Caché (Film)
Caché ist ein Spielfilm des österreichischen Regisseurs Michael Haneke aus dem Jahr 2005. Der Thriller basiert auf einem Original-Drehbuch Hanekes und wurde von den Filmstudios Les Films du Losange und Wega Film produziert. Am 18. November 2005 lief Caché in Österreich an. Am 26. Januar 2006 folgte der Filmstart in Deutschland.
Handlung
Das Pariser Ehepaar Georges und Anne Laurent scheint ein komfortables und perfektes Leben zu führen. Georges ist Moderator einer populären Literatursendung im französischen Fernsehen, Anne arbeitet für ein Verlagshaus. Beide leben mit ihrem 12-jährigen Sohn Pierrot, einem talentierten Schwimmer, in einem geräumigen Stadthaus in einer ruhigen kleinen Straße der französischen Hauptstadt. Nichts schiene das Idyll trüben zu können, doch Georges und Anne finden ein mysteriöses Päckchen auf ihrer Türschwelle. Es enthält eine Videokassette mit Ansichten ihres Hauses, über einen Zeitraum von zwei Stunden von der gegenüberliegenden Straßenseite aus aufgenommen. Ein Unbekannter hat Georges und seine Familie heimlich auf Film gebannt, ohne einen Hinweis auf seine Identität oder Beweggründe zu hinterlassen. Der Kassette ist eine Strichzeichnung beigelegt, die ein Kind zeigt, aus dessen Mund Blut fließt. Georges beunruhigt dieser Vorfall mehr als Anne, die an einen verrückten Fan ihres Mannes als Urheber der Filmaufnahmen glaubt. Die Laurents unternehmen zuerst nichts in dieser Sache, bis sie kurze Zeit später ein zweites Videoband erreicht und sich anonyme Anrufe häufen. Georges wendet sich an die Polizei, doch sieht diese in den mysteriösen Botschaften keine direkte Bedrohung und deshalb auch keinen Grund, Ermittlungen einzuleiten.

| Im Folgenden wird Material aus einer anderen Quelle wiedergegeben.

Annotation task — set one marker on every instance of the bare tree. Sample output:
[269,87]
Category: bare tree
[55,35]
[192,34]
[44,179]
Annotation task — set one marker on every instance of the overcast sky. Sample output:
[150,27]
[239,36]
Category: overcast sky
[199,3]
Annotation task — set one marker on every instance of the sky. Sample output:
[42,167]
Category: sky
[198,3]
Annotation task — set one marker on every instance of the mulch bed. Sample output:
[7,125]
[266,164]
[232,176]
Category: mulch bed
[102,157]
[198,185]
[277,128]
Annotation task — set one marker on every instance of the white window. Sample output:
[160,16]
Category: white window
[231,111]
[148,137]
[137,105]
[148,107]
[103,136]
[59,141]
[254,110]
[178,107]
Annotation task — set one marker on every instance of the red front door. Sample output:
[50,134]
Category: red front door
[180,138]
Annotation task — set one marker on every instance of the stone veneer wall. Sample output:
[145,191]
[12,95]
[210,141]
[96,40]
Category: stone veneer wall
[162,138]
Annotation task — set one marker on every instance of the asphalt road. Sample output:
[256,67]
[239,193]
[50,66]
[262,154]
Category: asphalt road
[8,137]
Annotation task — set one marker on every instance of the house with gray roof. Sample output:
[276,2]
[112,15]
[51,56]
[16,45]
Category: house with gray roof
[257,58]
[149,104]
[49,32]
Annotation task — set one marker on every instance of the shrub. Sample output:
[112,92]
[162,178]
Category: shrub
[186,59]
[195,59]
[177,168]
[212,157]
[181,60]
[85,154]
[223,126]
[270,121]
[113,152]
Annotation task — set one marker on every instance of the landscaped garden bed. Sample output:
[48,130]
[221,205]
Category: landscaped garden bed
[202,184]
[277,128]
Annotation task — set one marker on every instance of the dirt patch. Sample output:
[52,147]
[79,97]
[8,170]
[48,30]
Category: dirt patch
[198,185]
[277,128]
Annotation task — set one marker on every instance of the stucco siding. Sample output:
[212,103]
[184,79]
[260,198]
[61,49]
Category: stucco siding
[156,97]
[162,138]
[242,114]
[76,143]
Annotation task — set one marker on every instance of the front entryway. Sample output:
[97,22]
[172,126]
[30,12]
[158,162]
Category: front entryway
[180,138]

Die Videobotschaften häufen sich mit der Zeit, und auch die Zeichnungen nehmen bald immer beunruhigendere und intimere Züge an. Der Urheber scheint Georges genau zu kennen, und der Familienvater wird zunehmend unsicherer und gereizter. Es kommt zu einem Zwischenfall auf der Straße, als sich Georges Wut und Angst gegenüber einem jungen unbekannten Schwarzen entladen. Als der TV-Moderator in Albträumen von einem blutverschmierten dunkelhäutigen Jungen heimgesucht wird, beginnt er auf eigene Faust den mysteriösen Urheber der Videobotschaften zu suchen. Er begibt sich in eine Sozialwohnung, die auf einem der Videobänder zu sehen ist. Dort trifft er auf den gleichaltrigen Algerier Majid, dessen Eltern als Gastarbeiter auf dem Bauernhof von Georges Familie arbeiteten, während in ihrer Heimat der Unabhängigkeitskrieg gegen Frankreich tobte. Majids Eltern kehren von einer Demonstration in Paris nicht mehr zurück, sie wurden vermutlich im Laufe des ?Pariser_Massakers? vom 17. Oktober 1961 ermordet. Majid bestreitet, von dem Terror, der sich gegen Georges Familie richtet, auch nur im entferntesten etwas zu wissen. George glaubt ihm nicht und bedroht ihn. Wenig darauf bestellt ihn sein Chef zu sich, der ein Video des Vorfalls zugesandt bekommen hat. Die Situation spitzt sich zu, als Georges und Annes Sohn Pierrot nicht wie gewöhnlich von der Schule nach Hause kommt. Während Majid und sein jugendlicher Sohn von der Polizei festgenommen werden, zerbricht mehr und mehr das intellektuell-bourgeoise Leben von Georges und Anne, die beginnen, einander zu belauern und zu misstrauen.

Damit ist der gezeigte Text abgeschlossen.